When his peers were just starting high school, Hjalmar Rall was enrolling to study physics at the University of Pretoria (UP).
And having just collected his second degree, the 18-year-old boffin is the varsity’s youngest two-time graduate.
He recently graduated cum laude with a BSc Honours in physics and now he’s studying towards a master’s degree in physics at Stellenbosch University.
For his parents none of this comes as any surprise because from a young age it was clear Hjalmar, who hails from the little town Riebeek Kasteel in the Western Cape, was different from his classmates.
“I was mostly just cruising along,” he says of his school career, which he admits was not much of a challenge for him.
“It’s something you had to do, sit through all the years of it,” he adds.
At school, he always had a book with him so he’d have something to read after finishing his schoolwork ahead of his classmates.
“At first it wasn’t so bad, but in Grade 5 it just got so boring. I got 90s for all my maths things, and the rest was pretty much the same – it was too easy,” Hjalmar tells us.
His remarkable academic aptitude spurred his parents, Annette and Heinrich, to start home-schooling their only child from the age of 11.
In three years, Hjalmar completed his Cambridge A-levels, having raced through high school at twice the pace of most learners.
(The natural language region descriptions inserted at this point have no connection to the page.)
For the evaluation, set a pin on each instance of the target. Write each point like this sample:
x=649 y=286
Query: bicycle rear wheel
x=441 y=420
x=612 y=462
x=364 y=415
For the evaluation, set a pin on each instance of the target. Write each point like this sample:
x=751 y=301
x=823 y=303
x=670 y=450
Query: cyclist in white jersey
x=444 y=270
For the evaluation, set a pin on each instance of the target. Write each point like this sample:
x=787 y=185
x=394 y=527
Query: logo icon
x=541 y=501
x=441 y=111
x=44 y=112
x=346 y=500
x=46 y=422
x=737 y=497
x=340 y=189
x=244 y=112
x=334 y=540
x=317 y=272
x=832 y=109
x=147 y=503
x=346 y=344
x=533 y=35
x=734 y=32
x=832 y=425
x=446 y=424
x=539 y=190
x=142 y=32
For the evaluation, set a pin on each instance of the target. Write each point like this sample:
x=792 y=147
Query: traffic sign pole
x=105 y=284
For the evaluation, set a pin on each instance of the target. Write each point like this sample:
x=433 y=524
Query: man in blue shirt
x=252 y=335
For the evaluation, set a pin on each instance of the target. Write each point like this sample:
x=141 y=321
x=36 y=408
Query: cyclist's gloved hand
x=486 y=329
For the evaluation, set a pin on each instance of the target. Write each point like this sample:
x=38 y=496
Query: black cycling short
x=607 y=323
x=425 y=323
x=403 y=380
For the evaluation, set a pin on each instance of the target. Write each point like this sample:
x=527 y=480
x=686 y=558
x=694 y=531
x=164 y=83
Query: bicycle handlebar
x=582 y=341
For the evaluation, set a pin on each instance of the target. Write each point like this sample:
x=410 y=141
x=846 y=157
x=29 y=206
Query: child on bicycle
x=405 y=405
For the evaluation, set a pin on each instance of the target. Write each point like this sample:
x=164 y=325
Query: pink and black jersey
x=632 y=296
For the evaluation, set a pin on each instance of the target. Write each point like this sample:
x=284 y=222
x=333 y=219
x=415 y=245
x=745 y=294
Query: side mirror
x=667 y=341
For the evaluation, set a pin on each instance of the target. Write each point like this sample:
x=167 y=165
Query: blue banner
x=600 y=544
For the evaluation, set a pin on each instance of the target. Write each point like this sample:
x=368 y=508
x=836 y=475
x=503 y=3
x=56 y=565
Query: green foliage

Heinrich, a consultant in the print industry, would spend his mornings teaching his son and the rest of his day working.
“He’s a very good teacher and he is at least partly responsible for where I am now,” Hjalmar says.
The family moved to Pretoria in 2017 after Hjalmar registered for a BSc in physics at UP.
While it was strange not being home-schooled, being at university didn’t feel too overwhelming, he says.
“University was busy – lots of studying but it was fun. I never felt like I was overwhelmed or anything and I never felt out of place.”
Suddenly being surrounded by older kids, and older new friends, also didn’t faze him.
“At that stage I had grown up a bit quicker and I’d always had friends who were older. I fitted in quite well, we were all writing the same exams, and we all had the same woes about how we hated the same subjects and so on,” Hjalmar explains.
Peer pressure was never an issue either, he says.
“I would have lunch with them in the cafeteria in the afternoon and we’d study together. I’d have coffee with some friends from maths every now and then so I was part of the social scene, but I would never go out at night or anything like that.”
Hjalmar has steadily kept his eye on his ultimate goal, which is to one day become a physics lecturer – just like his inspiration, the late American physicist Richard Feynman.
“The Feynman lectures are still considered something that every person must read at some stage,” Hjalmar says.
“The whole point is we’re trying to learn as much as possible about how the world works, and if you're learning all of that you can't help but share it. That’s the best part of this whole thing – sharing all this knowledge, [and that’s why] I want to be a lecturer in physics.”
The next step for Hjalmar is a PhD. He’s planning to specialise in quantum information theory, which he says is not really explored in South Africa.
It’s a little like computer science, he explains.
“It deals with how efficiently can you run algorithms and calculate equations. At the moment quantum computers can't do very much, so we are calculating the theory to improve them so we can do more with them.
“Other fields are relying on this one too, so if you advance quantum information theory you're going to do a whole lot for quantum computing in general,” he adds.
“Maybe there’s a big discovery to be made,” he muses, “But at the moment there are a few big questions everyone is hoping to answer and maybe I'm one of the people who’ll contribute to solving one of them.”
For now, he’s working on his master’s degree, occasionally catching up with friends in Pretoria via long WhatsApp calls and having coffee dates with his old school friends from Riebeek Kasteel, where he’s living again.
Despite his many accomplishments, he doesn’t consider himself a whizz-kid or a genius.
“I do find physics a bit easier than a lot of people, but I prefer to be humble because physics is a very humbling field,” Hjalmar says.